By Jonathon Van Maren
Canadian novelist, poet, and songwriter Leonard Cohen died in 2016, but his work still influences the public imagination. New details of the troubadour’s biography still make headlines, and predictably, his relationships with women are front and center. The stories of his life, lived in the heyday of the sexual revolution, include a string of abortions. They cast a dark retroactive light on some of Cohen’s most famous songs. Every revolution has its victims, and the unnamed children of Leonard Cohen are among their number.
The young Cohen arrived on the Montreal literary scene in the fifties after meeting poet Irving Layton at McGill University. Cohen, Layton, and their friends loathed the puritanism of postwar Canada and burned for something new. The war finally over, it was up to those who remained to create a better world, throbbing with music, poetry, and passion. They believed everything could be changed through art and that they could be the ones to do it. As the biographies detail, Cohen’s pursuit of the pleasure that drove his art was relentless. Late nights, streetlights, glowing orange cigarette tips, cool dawn on tired eyes—this was life. Or was it?
Cohen was driven in particular by his hunger for young women. He was skilled at framing his lust not as a desire to consume, but as an homage to beauty. “When a woman becomes your content, and you become her content—that’s love,” he once said. It isn’t, of course—content is consumed, not cherished. It is interesting how many are willing to make excuses for the unforgivably selfish behavior of great artists—all of Cohen’s biographers do. But anyone who has read Cohen knows he was an extraordinarily keen observer of the human condition. So what excuse can be made for the way he treated women, time and again?
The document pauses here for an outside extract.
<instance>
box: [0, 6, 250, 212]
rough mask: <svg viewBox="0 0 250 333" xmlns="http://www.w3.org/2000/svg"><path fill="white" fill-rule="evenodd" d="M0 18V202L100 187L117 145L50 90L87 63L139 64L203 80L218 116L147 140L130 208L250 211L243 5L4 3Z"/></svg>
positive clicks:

The most romanticized period of Cohen’s career was his time on the Greek island of Hydra, where he wrote novels, poems, and songs; mingled with other artists; and shacked up with the blond Scandinavian beauty Marianne Ihlen. As one of Cohen’s close friends, Steve Sanfield, put it: “There were revolutions going on in literature, and there was a sexual revolution, which we’d thought we won and we probably lost.” But it didn’t seem that way for a time on Hydra, with the yellow beaches and bronzed bodies and endless booze and conversation. As Cohen noted giddily in one interview, the fact that the sexual revolution exploded just as his desires did was “magic.”